Via a case study from three courses at the Economics Department at the University of Toronto, we illustrate an engaging, nimble, and smaller-scale alternative to curriculum mapping. In 2021/22, two professors of second- and third-year undergraduate courses in applied econometrics developed a multiple-choice bridging quiz. It explicitly links shared foundational learning objectives across courses by assessing students’ skills in connecting course learning with applied empirical economics research from journals, working paper series, and the popular press. Students take it as a capstone quiz near the end of the second-year course: it helps reiterate key skills they must retain even as details fade. Students take it as a prerequisite quiz at the start of the third-year courses. At the upper level, it unambiguously signals pre-requisite skill expectations to students – including those streaming in from second-year statistics courses taught outside of economics – and gives all students an opportunity for active and meaningful review. Hence, the bridging quiz yields direct pedagogical benefits for students at both levels. Moreover, a bridging quiz creates a rare opportunity for professors designing courses intended to be taken sequentially. Joint question development demands meaningful communication across professors, far beyond what could be accomplished by a passive review of syllabi and bullet lists of learning objectives, and harnesses sociality and curiosity. A quiz also allows a quantitative measure of students’ skills over time and from different second-year prerequisite course combinations. We present sample quiz questions, some empirical results, and our reflections on the impacts of this bridging quiz initiative.
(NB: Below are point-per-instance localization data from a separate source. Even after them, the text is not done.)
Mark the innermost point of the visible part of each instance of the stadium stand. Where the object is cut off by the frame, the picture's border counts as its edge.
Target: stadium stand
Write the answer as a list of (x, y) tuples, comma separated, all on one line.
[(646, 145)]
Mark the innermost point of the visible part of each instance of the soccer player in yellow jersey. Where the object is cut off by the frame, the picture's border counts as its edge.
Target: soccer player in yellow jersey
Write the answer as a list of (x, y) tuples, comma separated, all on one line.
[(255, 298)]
Nudging Procrastination Away: The use of simplification and reminders in a dissertation project

Jana Sadeh (University of Southampton)

While literature has established the detrimental effect that procrastination has on student performance, there is relatively sparse research on potential behavioural interventions to counter it. We apply a combined experimental and randomised control trial approach. We measure time and risk preferences for a cohort of students in an online experiment and then follow this with a nudge for the Treatment Group that combines the fragmentation of a large task into smaller chunks with a weekly reminder of the tasks to work on. We find that the intention to treat has no significant impact on either grades or submission time. However, the nudged students were significantly more likely to interact with the task list. These students, who consumed the treatment, received significantly higher grades than those who did not. In general we also find that students that engaged with the task list perform better than those who did not. In addition, the more tasks are completed the higher the grade received. If we look at subgroup effects we find that students who are risk averse tend to submit earlier, although they do not necessarily receive higher grades, and that treating this group leads to significantly earlier submission. Finally, the self-reported and experimental measures of procrastination are poor predictors of actual behaviour, while a direct measure of procrastination on a low stakes online test is significantly related to lower grades. These findings suggest that the task breakdown checklist can be a helpful tool for long term assessment but that weekly reminders on their own are insufficient. Combining the two increases the use of the tool and improves student outcomes. This has important implications for higher education where students are expected to carry out a greater degree of independent work. It suggests that providing bench marking forward-feedback can support self-led projects and improve student outcomes, but only if students decide to engage.